Mais ce n’était pas satisfaisant. L’assassin suivait cette tactique Minimax, mais perdait quand même : il perdait parce que les TP jouaient aussi, et qu’ils étaient quatre-vingts alors qu’il était seul. Statistiquement, il était perdant, sauf une fois de loin en loin. De Falla, par exemple, réussit à s’introduire dans le Directoire. Il ouvrait au hasard Déclin et chute de l’Empire Romain de Gibbon et fondait ses décisions sur une complexe interprétation des matériaux sur lesquels il tombait.

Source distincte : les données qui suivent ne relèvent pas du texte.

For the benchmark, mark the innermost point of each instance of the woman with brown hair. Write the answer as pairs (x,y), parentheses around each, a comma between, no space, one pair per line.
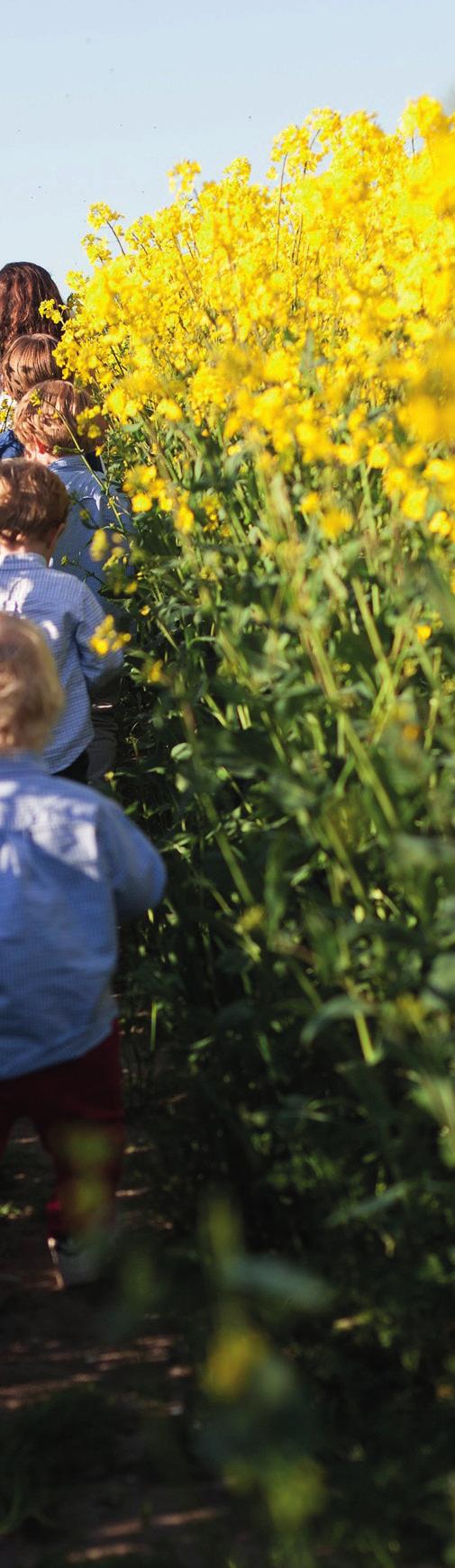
(23,286)
(23,289)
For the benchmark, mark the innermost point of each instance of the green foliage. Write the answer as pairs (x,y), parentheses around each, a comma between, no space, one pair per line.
(291,747)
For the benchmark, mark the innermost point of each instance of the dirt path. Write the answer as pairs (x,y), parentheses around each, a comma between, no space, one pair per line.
(93,1396)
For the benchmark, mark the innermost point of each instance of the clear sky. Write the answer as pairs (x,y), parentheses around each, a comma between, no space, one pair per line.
(99,99)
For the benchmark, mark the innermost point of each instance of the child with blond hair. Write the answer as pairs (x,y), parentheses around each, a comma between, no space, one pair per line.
(48,423)
(33,512)
(71,866)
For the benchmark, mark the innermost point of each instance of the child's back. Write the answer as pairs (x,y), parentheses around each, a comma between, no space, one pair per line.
(48,422)
(33,510)
(71,867)
(90,510)
(68,613)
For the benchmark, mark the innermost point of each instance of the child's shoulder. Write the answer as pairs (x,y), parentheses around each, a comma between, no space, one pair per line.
(10,448)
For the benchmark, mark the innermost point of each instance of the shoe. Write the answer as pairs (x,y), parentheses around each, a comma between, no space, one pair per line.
(80,1263)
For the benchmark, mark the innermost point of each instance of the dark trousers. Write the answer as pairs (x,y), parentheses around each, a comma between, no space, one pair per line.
(77,1110)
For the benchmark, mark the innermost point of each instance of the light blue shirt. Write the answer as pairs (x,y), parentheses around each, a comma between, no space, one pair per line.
(93,505)
(68,613)
(71,866)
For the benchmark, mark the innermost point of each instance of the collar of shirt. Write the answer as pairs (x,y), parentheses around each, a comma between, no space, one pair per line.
(23,761)
(13,558)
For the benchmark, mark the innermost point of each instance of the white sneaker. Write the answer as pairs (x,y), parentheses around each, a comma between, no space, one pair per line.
(82,1261)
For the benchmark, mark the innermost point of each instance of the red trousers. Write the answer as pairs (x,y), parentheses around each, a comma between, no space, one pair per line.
(77,1112)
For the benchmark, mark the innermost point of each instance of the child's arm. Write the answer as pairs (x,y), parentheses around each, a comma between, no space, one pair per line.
(97,668)
(135,866)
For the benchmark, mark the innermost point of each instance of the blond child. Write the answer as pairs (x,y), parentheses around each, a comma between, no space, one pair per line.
(71,866)
(33,512)
(48,423)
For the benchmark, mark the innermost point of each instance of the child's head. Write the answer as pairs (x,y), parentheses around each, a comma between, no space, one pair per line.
(30,693)
(33,505)
(23,286)
(46,419)
(27,361)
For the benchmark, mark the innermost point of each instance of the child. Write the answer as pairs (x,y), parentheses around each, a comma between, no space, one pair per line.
(27,361)
(33,510)
(46,421)
(71,865)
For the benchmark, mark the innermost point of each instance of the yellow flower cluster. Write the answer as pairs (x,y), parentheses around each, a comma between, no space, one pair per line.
(303,325)
(107,639)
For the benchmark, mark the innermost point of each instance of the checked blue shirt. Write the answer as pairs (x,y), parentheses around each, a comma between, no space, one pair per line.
(71,866)
(68,613)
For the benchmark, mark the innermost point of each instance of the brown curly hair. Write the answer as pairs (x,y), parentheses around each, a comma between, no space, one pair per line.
(49,414)
(33,502)
(29,359)
(23,289)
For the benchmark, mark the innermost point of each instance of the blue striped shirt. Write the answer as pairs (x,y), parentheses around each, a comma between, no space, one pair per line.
(93,505)
(68,613)
(71,866)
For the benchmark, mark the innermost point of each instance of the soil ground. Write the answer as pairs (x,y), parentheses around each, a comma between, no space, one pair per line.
(95,1396)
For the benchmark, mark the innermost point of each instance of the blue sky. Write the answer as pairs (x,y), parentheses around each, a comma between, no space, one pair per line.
(101,101)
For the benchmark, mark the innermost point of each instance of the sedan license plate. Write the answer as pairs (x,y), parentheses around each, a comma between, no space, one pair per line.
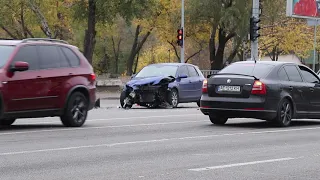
(229,89)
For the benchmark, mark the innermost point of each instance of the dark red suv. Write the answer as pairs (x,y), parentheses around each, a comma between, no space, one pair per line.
(43,78)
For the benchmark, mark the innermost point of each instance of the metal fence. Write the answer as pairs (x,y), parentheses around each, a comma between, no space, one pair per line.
(209,72)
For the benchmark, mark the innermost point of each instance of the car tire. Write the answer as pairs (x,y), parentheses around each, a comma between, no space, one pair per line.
(217,120)
(76,111)
(174,98)
(7,122)
(123,96)
(284,113)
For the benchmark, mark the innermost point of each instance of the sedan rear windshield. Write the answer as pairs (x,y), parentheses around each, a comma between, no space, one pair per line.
(5,52)
(257,70)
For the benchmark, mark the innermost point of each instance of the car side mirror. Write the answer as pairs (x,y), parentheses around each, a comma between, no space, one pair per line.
(181,76)
(19,66)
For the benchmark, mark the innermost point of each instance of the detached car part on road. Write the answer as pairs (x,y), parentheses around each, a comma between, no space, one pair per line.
(45,78)
(267,90)
(165,84)
(151,92)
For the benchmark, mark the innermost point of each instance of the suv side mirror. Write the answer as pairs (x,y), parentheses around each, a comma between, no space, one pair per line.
(181,76)
(19,66)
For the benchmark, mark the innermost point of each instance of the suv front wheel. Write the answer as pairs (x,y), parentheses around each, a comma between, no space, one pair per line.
(76,111)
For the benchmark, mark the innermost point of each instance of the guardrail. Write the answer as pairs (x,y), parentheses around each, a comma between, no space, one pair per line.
(209,72)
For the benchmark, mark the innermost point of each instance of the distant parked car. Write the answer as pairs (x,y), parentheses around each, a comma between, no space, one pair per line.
(43,78)
(165,82)
(268,90)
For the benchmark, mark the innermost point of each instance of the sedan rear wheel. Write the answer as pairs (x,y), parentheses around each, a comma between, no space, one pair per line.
(218,120)
(285,112)
(7,122)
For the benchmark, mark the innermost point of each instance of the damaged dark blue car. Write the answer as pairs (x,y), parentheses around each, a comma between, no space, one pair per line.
(165,84)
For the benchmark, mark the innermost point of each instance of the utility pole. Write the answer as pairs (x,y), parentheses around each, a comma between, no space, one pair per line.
(182,27)
(315,46)
(254,29)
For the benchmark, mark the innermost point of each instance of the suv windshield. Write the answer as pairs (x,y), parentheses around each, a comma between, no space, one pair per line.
(158,70)
(5,52)
(257,70)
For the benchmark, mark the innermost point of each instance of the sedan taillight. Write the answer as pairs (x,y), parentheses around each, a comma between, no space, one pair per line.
(259,88)
(205,86)
(92,77)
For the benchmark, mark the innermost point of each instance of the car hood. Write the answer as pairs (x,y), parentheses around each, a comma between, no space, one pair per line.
(149,80)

— La réponse est évidemment Pellig, déclara Moore. Nous avons vingt-quatre esprits différents, entre lesquels aucun contact ne sera établi. Chacun de ces vingt-quatre hommes ou femmes sera assis ici, à Farben, isolé des autres mais relié au mécanisme d’actualisation. À intervalles irréguliers, nous branchons un esprit différent choisi au hasard parmi les opérateurs. Chacun de ces derniers a une stratégie mûrement mise au point. Mais personne ne saura quel esprit sera branché, ni quand. Personne ne saura quelle stratégie, quel mode d’action, est sur le point d’entrer en jeu. Les TP n’auront aucun moyen de savoir ce que le corps de Pellig fera dans la minute qui suit.
Benteley eut un frisson d’admiration pour ce technicien à la logique impitoyable.
— Pas mal, admit-il.
— Vous voyez, dit Moore avec fierté. Pellig, c’est la particule de Heisenberg. Les TP pourront déterminer son trajet : droit sur Cartwright. Mais pas sa vitesse. Personne ne saura à quel point de ce trajet il se trouvera à un moment donné.